Parpadeando, sin comprender, Braan se giró para mirar a su amada.
Y entonces lo comprendió.
—No —dijo—. No no no. Brogan, mi amor. ¿Qué has hecho? ¿Qué has hecho? —Con sus ojos llenos de dolor, se volvió hacia el Doctor.
—Ayúdame, mi amor —dijo Brogan con un tono implorante y una extraña y hosca voz—. Por favor ayúdame. Por favor agárrame.
—No puedes —dijo el Doctor, fijándole a Braan una mirada—. Si lo haces, te pasará lo mismo a ti. ¿Entiendes? Lo mismo. Y entonces a otro, y entonces a otro, y entonces a otro, hasta que todo el mundo esté muerto.
—Por favor —dijo Brogan—. Por favor. —Dio un paso adelante.
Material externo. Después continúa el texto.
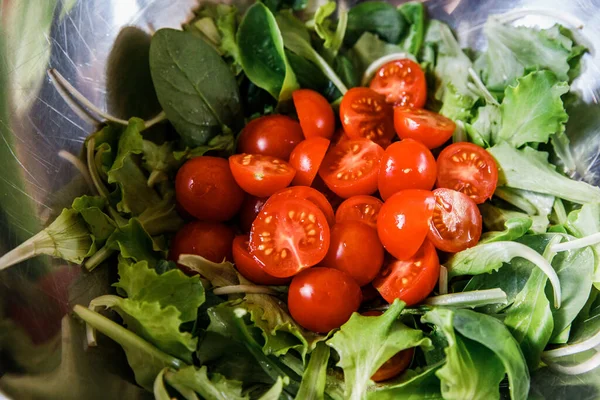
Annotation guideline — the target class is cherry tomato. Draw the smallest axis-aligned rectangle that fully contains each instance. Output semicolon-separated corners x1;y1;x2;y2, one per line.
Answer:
378;139;437;201
249;198;330;278
373;240;440;306
175;156;244;222
233;235;290;285
292;89;335;139
335;196;383;229
369;58;427;108
427;189;481;253
288;267;362;333
268;186;335;226
377;189;435;260
394;107;456;149
237;115;304;161
321;221;384;286
437;143;498;204
340;87;394;147
169;221;235;275
319;139;383;198
229;154;296;197
290;137;329;186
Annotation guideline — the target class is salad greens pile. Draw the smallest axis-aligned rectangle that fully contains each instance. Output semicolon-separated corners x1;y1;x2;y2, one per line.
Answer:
0;0;600;400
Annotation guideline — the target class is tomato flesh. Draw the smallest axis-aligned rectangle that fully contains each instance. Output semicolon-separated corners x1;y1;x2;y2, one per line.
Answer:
249;198;330;278
437;143;498;204
427;189;482;253
229;154;296;197
369;58;427;108
319;139;383;198
373;240;440;306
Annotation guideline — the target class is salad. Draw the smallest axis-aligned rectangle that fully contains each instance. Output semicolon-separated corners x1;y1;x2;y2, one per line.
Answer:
0;0;600;400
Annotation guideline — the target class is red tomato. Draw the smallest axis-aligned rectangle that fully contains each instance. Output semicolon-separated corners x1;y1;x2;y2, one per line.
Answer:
237;115;304;161
288;267;362;333
321;221;383;286
249;198;329;278
340;87;394;147
229;154;296;197
175;156;244;222
292;89;335;139
378;139;437;201
238;194;268;232
369;58;427;108
169;221;234;275
290;137;329;186
377;189;435;260
427;189;481;253
233;235;290;285
335;196;383;229
319;139;383;198
437;143;498;204
394;107;456;149
268;186;335;226
373;240;440;306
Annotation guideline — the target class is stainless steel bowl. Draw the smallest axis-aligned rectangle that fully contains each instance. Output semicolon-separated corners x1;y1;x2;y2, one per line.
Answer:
0;0;600;399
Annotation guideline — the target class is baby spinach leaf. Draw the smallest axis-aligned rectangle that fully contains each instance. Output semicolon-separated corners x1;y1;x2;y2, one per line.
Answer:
150;29;242;146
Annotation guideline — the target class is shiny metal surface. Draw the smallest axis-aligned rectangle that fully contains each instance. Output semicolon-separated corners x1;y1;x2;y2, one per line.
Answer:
0;0;600;398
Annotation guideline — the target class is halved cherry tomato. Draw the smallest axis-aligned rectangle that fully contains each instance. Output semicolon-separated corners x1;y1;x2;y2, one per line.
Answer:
361;311;415;382
319;139;383;198
377;189;435;260
340;87;394;147
233;235;290;285
229;154;296;197
292;89;335;139
369;58;427;108
378;139;437;201
268;186;335;226
237;115;304;161
169;221;234;275
394;107;456;149
437;143;498;204
249;198;330;278
335;196;383;229
321;221;384;286
373;240;440;306
427;189;481;253
290;137;329;186
288;267;362;333
175;156;244;222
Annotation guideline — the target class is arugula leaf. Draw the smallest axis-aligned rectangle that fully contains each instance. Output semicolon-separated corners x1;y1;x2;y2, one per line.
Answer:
327;300;431;399
492;71;569;147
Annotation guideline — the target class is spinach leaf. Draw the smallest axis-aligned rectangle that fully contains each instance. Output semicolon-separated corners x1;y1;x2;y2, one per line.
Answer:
150;29;242;146
237;3;298;101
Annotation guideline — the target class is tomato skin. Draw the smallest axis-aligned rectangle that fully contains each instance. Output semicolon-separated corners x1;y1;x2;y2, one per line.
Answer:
394;107;456;149
169;221;234;275
377;189;435;260
229;154;296;197
378;139;437;201
233;235;291;285
369;58;427;108
373;240;440;306
175;156;244;222
290;137;329;186
437;143;498;204
319;139;383;198
288;267;362;333
340;87;394;147
292;89;335;139
321;221;384;286
237;114;304;161
427;188;482;253
249;198;330;278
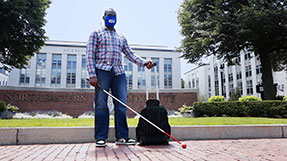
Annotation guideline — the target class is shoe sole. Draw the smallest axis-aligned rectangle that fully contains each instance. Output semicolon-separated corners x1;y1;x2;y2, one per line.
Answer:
116;143;136;145
96;144;107;147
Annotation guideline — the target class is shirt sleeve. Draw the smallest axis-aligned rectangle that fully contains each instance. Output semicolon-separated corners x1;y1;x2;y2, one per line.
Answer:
122;37;145;67
86;32;98;78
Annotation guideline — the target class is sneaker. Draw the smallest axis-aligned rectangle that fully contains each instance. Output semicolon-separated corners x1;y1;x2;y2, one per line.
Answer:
116;138;136;145
96;140;106;147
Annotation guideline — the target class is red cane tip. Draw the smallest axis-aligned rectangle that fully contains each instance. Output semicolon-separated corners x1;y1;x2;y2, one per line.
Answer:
181;144;187;149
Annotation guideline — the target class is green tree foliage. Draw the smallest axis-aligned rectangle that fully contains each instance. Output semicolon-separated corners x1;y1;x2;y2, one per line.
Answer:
0;0;50;68
229;87;241;101
178;0;287;99
238;96;262;102
207;96;225;102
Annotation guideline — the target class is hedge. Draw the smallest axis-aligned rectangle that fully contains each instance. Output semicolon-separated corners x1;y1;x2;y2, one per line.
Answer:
193;100;287;118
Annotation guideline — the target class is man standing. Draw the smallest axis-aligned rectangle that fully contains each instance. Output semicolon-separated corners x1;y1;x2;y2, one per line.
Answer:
86;8;155;147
Entonces el Doctor también dio un paso hacia Braan, sacudiendo la cabeza; puesto su brazo delante del pecho de Braan.
—Tengo que ir con ella —dijo Braan.
—No debes —dijo el Doctor—. No debes. Por favor. No es ella. Cuando el fuego la cogió, ella ya se había ido.
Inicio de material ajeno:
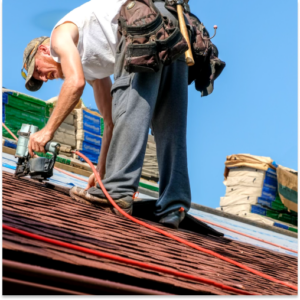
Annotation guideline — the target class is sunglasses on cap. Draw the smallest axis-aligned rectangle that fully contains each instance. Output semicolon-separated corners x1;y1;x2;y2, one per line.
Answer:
21;37;48;80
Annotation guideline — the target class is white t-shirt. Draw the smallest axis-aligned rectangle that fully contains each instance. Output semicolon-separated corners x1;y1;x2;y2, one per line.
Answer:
50;0;127;80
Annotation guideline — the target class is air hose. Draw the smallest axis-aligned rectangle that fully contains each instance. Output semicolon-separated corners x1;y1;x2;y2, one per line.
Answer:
2;123;298;291
2;224;261;296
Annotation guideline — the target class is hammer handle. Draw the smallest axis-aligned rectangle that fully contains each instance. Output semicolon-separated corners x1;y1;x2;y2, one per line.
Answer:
177;4;195;67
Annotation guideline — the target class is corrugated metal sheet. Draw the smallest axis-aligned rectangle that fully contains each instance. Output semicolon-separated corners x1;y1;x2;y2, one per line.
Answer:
2;172;298;296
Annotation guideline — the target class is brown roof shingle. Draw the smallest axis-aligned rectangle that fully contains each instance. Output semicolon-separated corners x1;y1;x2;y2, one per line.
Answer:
2;172;298;296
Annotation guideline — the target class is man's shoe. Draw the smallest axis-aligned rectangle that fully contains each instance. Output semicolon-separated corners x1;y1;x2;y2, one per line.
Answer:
159;209;185;229
70;186;133;216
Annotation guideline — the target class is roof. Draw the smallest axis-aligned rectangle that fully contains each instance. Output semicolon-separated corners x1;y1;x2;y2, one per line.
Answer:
2;172;298;296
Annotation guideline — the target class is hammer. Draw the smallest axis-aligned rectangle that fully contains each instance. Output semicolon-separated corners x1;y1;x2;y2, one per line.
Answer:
177;0;195;67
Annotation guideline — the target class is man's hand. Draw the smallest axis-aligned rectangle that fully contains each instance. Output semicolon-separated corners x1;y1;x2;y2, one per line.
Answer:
28;128;54;157
85;173;97;191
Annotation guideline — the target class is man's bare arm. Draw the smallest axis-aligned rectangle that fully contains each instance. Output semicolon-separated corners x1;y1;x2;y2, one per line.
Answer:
88;77;114;187
28;23;85;155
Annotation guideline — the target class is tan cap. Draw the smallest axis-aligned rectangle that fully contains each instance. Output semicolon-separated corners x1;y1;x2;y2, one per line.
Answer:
21;36;49;92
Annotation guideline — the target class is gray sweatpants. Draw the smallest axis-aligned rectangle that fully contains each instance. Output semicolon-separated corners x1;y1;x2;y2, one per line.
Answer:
88;6;191;216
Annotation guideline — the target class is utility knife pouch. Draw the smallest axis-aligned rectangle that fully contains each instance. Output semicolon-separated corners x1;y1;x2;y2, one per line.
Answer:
187;13;226;97
119;0;188;73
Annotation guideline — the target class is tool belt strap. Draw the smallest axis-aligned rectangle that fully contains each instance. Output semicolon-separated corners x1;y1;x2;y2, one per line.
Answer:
119;0;188;73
Los ojos de Braan se llenaron de lágrimas.
—Duele —dijo Brogan, de repente con la voz chamuscada, como si sus cuerdas vocales se estuvieran marchitando como hojas secas. De pronto, sin embargo, sonó como ella y no como el Arill—. Duele, mi amor.
Su brillo se hizo más fuerte, y sus pies comenzaron a echar humo. Dejó salir un grito inhumano mientras los tres la miraban.
—No —dijo Braan, lanzándose hacia adelante—. ¡No!
—¡No puedes!
Brogan cayó, marchitándose en agonía, al suelo. El Arill se estaba moviendo a través de ella más rápido de lo que habían hecho con Eoric. Ahora las llamas se podían ver a través de su carne; sus chillidos se estaban volviendo demenciales.
—¡LA LÍNEA! ¡LA LÍNEA! ¡NECESITAMOS LA LÍNEA! —Luag se había tirado a la arena varios metros más lejos y se había cubierto los brazos y oídos.
El Doctor se estaba conteniendo delante de Braan, que parecía medio loco, para evitar que intentara salvarla.
—Se ha ido —le dijo.
Braan sacudió la cabeza y se enderezó.
—No se ha ido —dijo, sacándole el arco a la torturada figura.
—Por favor, amor mío. —Brogan continuaba gritando en agonía, mientras llamas salían de sus manos y sus pies. Lenta y cuidadosamente, dio un paso adelante.
Cuando Brogan le vio apartar el brazo del arco, asintió vigorosamente, sus ojos señalando desesperadamente.
—Sí. —Apenas podía hablar, sólo suplicó en silencio con sus ojos que terminaran con esta agonía—. La línea. No. Sí. La línea —graznó.
Braan se quitó las lágrimas de los ojos una o dos veces y después, como el cazador que era, estiró la cuerda de su arco y disparó una vez, limpiamente.
El Doctor descubrió que no podía verlo, y en su lugar se agachó al lado de Luag, tapándose la cara y agarrándolo fuerte con sus brazos.